Figueira da Foz #2: Do
Esplendor urbano
Gonçalo Furtado
A Figueira da Foz, que se tornou
cidade em 1882, constituía-se já como uma comunidade tipicamente urbana no
início do século. Em grande medida, o desenvolvimento urbano ocorreu intimamente
ligado à própria deslocação da centralidade urbana. Isto é, em direcção ao mar,
bem como a afirmação de uma vocação citadina virada para o veraneio e para o
turismo.
De facto, atente-se ao facto que
uma requalificação sequenciada de espaços públicos importantes, ocorreu em
direcção à foz. Primeiro, com
a Praça do Comércio (na ex-Praça da Reboleira)
e, mais tarde, com o Jardim (na ex-Praia da Fonte). Um processo de
urbanização inicia-se com o Bairro do Teatro conquistado ao mar e o Bairro da
Estação. Sendo que, o próprio centro da antiga Vila, localizado no Cais para que se viravam as duas
referidas praças, fora abalado pela construção de um apelidado “Bairro
de Santa Catarina”. Um “bairro novo” que surge no extremo ocidental da cidade, no
decurso da década de 70, enquanto resposta ao adquirido estatuto de “Praia da
Moda”. Estatuto que conjuntamente com operações no extremo ocidental da cidade,
seria responsável pela forte urbanização e impulso especulativo que seria registado
na segunda metade do século XIX.
Neste conspecto, gostaria de recordar
e remeter o leitor para o ensaio “Grande Hotel da Figueira da Foz: Viajando
no tempo” (1997) de António J. Lé, bem como para “Figueira da minha infância”
(1999) de António dos Santos e Silva. A cidade e o seu bairro transpirariam um
ambiente balnear, que Santos e Silva evoca nas suas memórias escritas
concernentes aos anos 30/40. Recordando-nos: “O bairro novo, no seu
novo riquismo (…) – as ruas em esquadria, alguns prédios com laivos de Art Déco,
a produção de hotéis e cafés, o estranho linguajar das espanholas… - compunha
uma ambiência mundana e fascinante”. Pelas transversais à Rua da
Liberdade, que desciam para a praia sem o ruído dos automóveis, “subia a
voz rolante das ondas e o cheiro salgado da maresia”. Ao fundo, no enfiamento da ex-Rua dos Banhos,
três rampas laterais posicionadas na esplanada de baixo (actual avenida) davam
acesso à desejada praia…
Para além da evolução urbana, o
desenvolvimento da vocação turística, constitui aspecto de
interesse enquadrante e central. Podemos dizer que a Figueira da Foz começa a
tornar-se uma estância balnear por volta de 1860. E, como notavelmente referiu
o historiador Rui Cascão, o período entre 1860/80 é adjectivável como “a
passagem da estalagem ao hotel”. De facto, entre 1870/90 e o início do século
XX, o fluxo de veraneantes aumentou 50%, designadamente de 2 para 3 dezenas de milhares.

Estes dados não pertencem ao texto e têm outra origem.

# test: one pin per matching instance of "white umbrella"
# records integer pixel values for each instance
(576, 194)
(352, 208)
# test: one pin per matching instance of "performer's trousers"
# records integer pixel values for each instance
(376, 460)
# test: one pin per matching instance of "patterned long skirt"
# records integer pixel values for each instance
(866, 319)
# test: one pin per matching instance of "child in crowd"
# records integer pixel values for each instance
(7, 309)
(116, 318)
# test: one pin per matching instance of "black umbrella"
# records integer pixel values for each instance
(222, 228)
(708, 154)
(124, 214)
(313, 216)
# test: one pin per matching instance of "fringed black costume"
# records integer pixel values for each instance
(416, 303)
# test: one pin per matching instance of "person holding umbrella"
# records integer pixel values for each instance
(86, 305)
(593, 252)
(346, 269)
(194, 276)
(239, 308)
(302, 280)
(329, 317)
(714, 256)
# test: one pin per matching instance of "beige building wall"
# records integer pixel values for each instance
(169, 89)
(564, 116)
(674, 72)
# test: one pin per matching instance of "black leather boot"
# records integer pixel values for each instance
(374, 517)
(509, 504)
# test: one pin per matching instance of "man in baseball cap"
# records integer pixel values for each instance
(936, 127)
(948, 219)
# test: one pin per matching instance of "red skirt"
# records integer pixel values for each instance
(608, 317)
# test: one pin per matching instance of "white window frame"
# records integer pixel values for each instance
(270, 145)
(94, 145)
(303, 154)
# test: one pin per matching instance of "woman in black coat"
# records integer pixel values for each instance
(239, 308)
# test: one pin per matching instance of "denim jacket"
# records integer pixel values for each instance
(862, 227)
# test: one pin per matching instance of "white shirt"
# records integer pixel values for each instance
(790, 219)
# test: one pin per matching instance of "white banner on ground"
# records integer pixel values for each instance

Sendo que, entre 1870 e 1911, duplicaram os hotéis figueirenses (quatorze).
Por outro lado, foi na década de
1860 que se assistiu ao desenvolvimento da indústria do espetáculo, requerendo
a construção de uma variedade de espaços e eventos. Espaços como o Teatro Príncipe
Real em 1872, o Teatro Circo Saraiva de Carvalho em 1884 (posteriormente
reformulado como Casino em 1900) ou o Coliseu Figueirense inaugurado em 1855. E
eventos como a “animatógrafo”, etc em 1896. Tudo, em conjunto, suscitando a
ampliação e qualificação das formas de sociabilidade.

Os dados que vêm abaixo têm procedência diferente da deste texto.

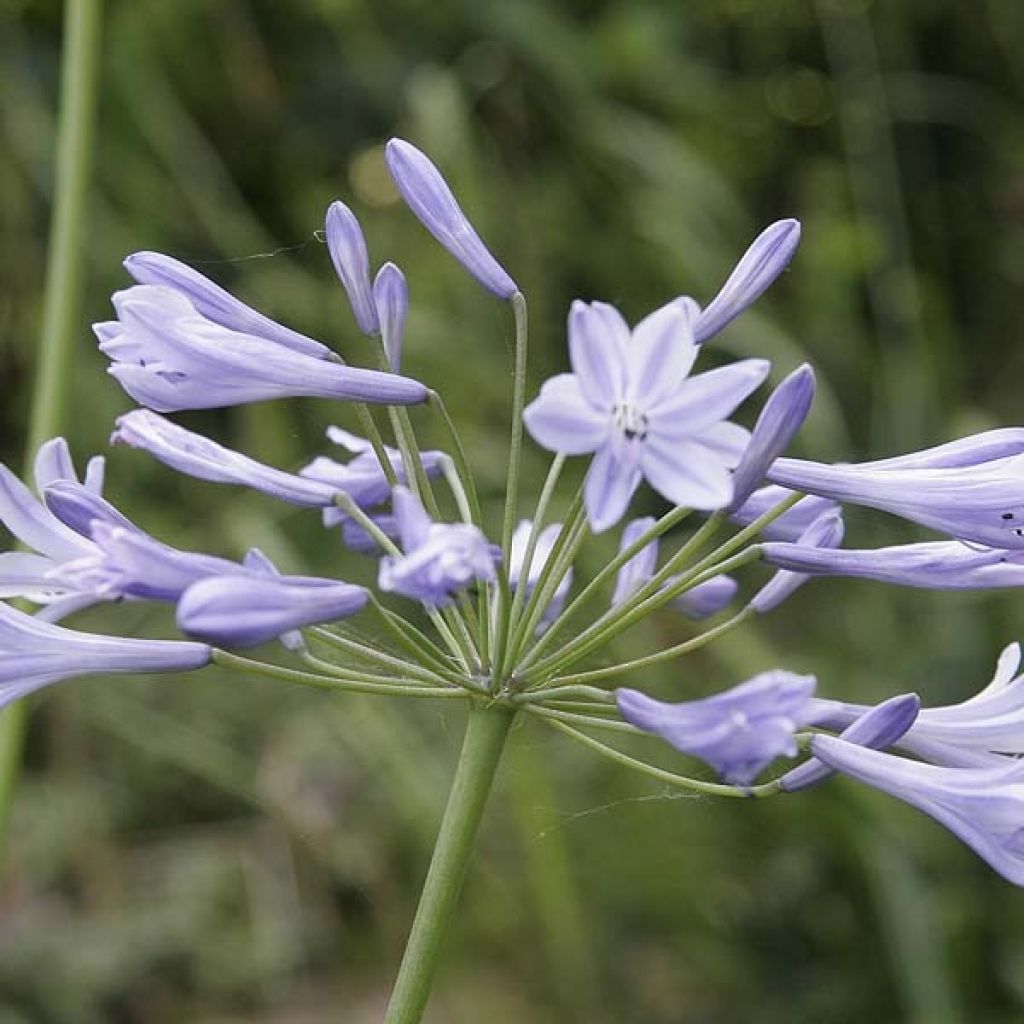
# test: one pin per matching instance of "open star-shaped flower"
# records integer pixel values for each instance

Tal desenvolvimento urbano e
turístico, não terá sido também independente da melhoria das acessibilidades. De
facto, a década de 1870 foi também a “Era da diligência”, a qual, recorrendo a
uma nova estrada, liga a cidade da Figueira da Foz a Coimbra em 5 horas. Pouco
depois, apareceu o caminho de ferro. (Recordando-se que em 1882 foi inaugurada
a Linha da Beira Alta entre a Figueira e Pampilhosa e, em 1888, a Linha do Oeste, entre Figueira e Leiria. Sendo
que, em 1889, o ramal
entre Alfarelos e a Amieira junta a Linha do Oeste à “Linha do Norte”).

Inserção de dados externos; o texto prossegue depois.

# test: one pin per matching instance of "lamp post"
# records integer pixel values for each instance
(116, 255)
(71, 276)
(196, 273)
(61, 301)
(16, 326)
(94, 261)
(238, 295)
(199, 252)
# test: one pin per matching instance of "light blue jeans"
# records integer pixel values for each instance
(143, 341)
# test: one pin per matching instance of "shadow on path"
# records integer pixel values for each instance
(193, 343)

O Caminho de ferro veio culmina condenando tanto o anterior transporte fluvial
como o novo a cavalo. E, a inauguração de variadas linhas férreas, exponenciaram
o contacto da cidade com o exterior. Rafael Calado (responsável pelo estudo da
azulejaria das Estações de Caminho de Ferro, identificou e salientou-nos
precisamente tal azulejaria dever ser vista como o surgimento de um verdadeiro postal
turístico. Uma publicidade dos lugares chave do Portugal de então.